Chacun sait que parmi nos politiques un bon nombre a un casier judiciaire. D'autres ont abusivement bénéficié d'amnisties coupables et d'autres enfin ne paient pas à l'état ce qu'ils doivent.

 

J'ai été conseiller municipal et je siégeais entre autres, dans une commission d'appel d'offres et d'attribution de marchés.

Je ne vais pas vous raconter en détail, mais si vous l'ignorez, sachez qu'une entreprise qui ne peut pas prouver être en règle en tous points avec la loi sur les questions d'impôts ou de charges sociales ne peut pas soumissionner.

 

Il y a bien d'autres conditions naturellement comme d'apporter la preuve de son savoir faire, de sa possession des moyens techniques et humains...

 

Et si on demandait à nos politiques d'avoir un casier judiciaire vierge quelle que soit l'élection ou la nomination ? Et si on leur exigeait la preuve de leur compétence, soit par l'exercice de responsabilités équivalentes, soit par la détention d'un véritable diplôme (et non celui de l'ENA qui correspond à un boulot de fonctionnaire salarié) ?

 

Conduire la politique d'une ville, d'une région ou d'un pays c'est un travail de chef d'entreprise. Il y a de gros budgets en jeu, des responsabilités qui vont influer sur la vie quotidienne de millions de personnes, ou de milliers selon le mandat.
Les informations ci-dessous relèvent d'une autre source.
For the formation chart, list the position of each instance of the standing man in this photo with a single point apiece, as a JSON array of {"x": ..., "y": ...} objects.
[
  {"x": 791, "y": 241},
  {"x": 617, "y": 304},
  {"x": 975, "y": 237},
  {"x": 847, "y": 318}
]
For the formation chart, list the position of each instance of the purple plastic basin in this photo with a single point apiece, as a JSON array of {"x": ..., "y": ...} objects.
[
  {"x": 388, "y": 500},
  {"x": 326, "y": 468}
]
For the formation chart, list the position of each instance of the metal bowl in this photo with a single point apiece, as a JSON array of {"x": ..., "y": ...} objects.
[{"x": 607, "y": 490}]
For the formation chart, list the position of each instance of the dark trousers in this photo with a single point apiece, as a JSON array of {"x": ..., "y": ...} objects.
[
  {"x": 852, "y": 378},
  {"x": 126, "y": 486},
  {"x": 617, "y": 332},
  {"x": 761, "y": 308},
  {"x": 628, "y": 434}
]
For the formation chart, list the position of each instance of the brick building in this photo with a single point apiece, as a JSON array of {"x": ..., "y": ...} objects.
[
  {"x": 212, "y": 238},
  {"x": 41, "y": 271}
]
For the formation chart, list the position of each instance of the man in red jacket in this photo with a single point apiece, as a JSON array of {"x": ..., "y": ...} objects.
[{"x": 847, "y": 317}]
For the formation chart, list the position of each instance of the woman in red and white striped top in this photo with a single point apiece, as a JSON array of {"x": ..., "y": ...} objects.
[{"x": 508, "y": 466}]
Peut-on - au prétexte qu'une personne a été un bon petit soldat dans son parti, - confier une fois de plus notre pays à un crétin incompétent et présomptueux ?

 

L'Elysée dirigé par le "nain bis" est devenu un refuge de "non réélus" qui accueille des gens condamnés, comme Harlem Désir** :

 

De  à , il occupe la présidence de SOS Racisme tout en étant salarié par l'« Association régionale pour la formation et l'éducation des migrants », basée à Lille en tant que « formateur permanent » et il perçoit pour cet emploi fictif, un salaire mensuel net de 8 900 francs *. Cela lui vaut d'être condamné, le , à 18 mois de prison avec sursis et 30 000 francs d'amende pour recel d'abus de biens sociaux22. Harlem Désir aurait également bénéficié d'une amnistie de François Mitterrand concernant une dette de 80 000 francs (plus de 12000  euros) au Trésor public, relative à des amendes de stationnement (décision de justice du ) alors qu'il était président de SOS Racisme23.(Wikipédia) 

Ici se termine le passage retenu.